Travel is becoming more popular between both current students and alumni. Due to the state of the job market in the U.S., there are alumni who are putting their degrees to use overseas with the Peace Corps. One such alumnus is Soccer and Environmental Studies graduate Luke "Rabbit" Davis '12. Currently located in Bonkwae, Brong-Ahafo, Ghana, he serves as a member of the Peace Corps within the site's agricultural department.

"To be honest, the main reason was a lack of full-time job opportunities," said Davis in an online interview. "After graduating from MCLA, I worked for the Conservation Corps in Minnesota and found volunteer work rewarding. Having finished that, I only managed to find another intern position doing botanical work at the New England Wild Flower Society. I thought the Peace Corps would be an adventure, and felt all the cliché urges of wanting to do good and help others. So I continued their yearlong application process, all the while looking for full-time jobs. The Peace Corps invitation ultimately came first, and I haven't looked back since."

Living in Ghana has been somewhat of a welcomed culture shock for Davis. While the conditions may not be the best due to houses with poor infrastructure and the need for improved agriculture, the people are wonderful.

"Ghanaians wake early and are very loud, happy individuals... people are extremely friendly and prefer to be around you at all times, especially the children."

The fact that people are so friendly has made it that much easier for Davis to enjoy himself in a new land. He has committed himself to learning Twi, their native language, in order to become a part of their community. During the earlier portion of his assignment to Ghana, Davis had to participate in a Peace Corps Swearing-In Ceremony. While it was a fun event that allowed him and his peers to showcase what they have learned about their site's culture, it also represented their dedication to their mission of improving the lives of those they serve.
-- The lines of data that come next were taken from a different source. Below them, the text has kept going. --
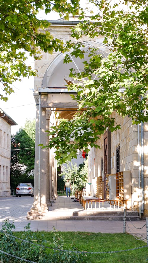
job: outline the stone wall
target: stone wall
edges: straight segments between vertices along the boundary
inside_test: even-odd
[[[133,125],[131,119],[128,116],[123,118],[116,112],[112,116],[115,118],[116,123],[120,124],[121,130],[111,133],[111,173],[116,172],[116,149],[120,146],[120,171],[130,171],[131,175],[132,208],[139,209],[138,202],[140,200],[139,174],[141,174],[141,127],[139,125],[139,145],[138,145],[138,126]],[[144,125],[144,174],[145,193],[145,216],[148,215],[148,125]],[[101,159],[104,159],[104,138],[102,135],[97,144],[100,149],[91,149],[88,156],[89,164],[92,171],[92,177],[102,176]],[[140,151],[140,152],[139,151]],[[93,162],[94,162],[94,165]],[[139,162],[140,160],[140,162]],[[91,167],[90,167],[91,164]],[[139,165],[140,164],[140,165]],[[90,172],[89,172],[90,173]],[[104,178],[104,180],[105,178]]]
[[[10,195],[11,126],[0,118],[0,196]]]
Being a member of the Peace Corps would seem to require an extrovert personality, but Davis is somewhat the opposite. Davis is a bit timid and humble. However, once on a soccer field, he really stands out. Between his speed and persistent nature, Davis is a great team player and delivers whenever needed. Now that he is posted in Ghana, he uses the skills that he has learned on the soccer field to connect to those around him.

"I do play here in Ghana," stated Davis. "The game is very different. Ghanaians love good tricks and fancy flicks. They also tend to argue a lot, but the universal language of soccer is still here."

Even though Davis has been learning Twi since his arrival in Ghana, he still relies on soccer as a form of communication.

"Playing soccer has definitely helped me assimilate into my community. It also helped me understand the importance of working together as a group, which is one of the main aspects of Peace Corps life. I also like to think that MCLA Soccer, and soccer in general, helped me to be more accepting and open to people of different backgrounds."

Davis made the most of his experience at MCLA and the combination of a liberal arts education along with his commitment to the Men's Soccer team has really assisted him in becoming flexible.

"Having that broad range of skills that I learned at MCLA has made me more comfortable in trying new tasks or roles through Peace Corps."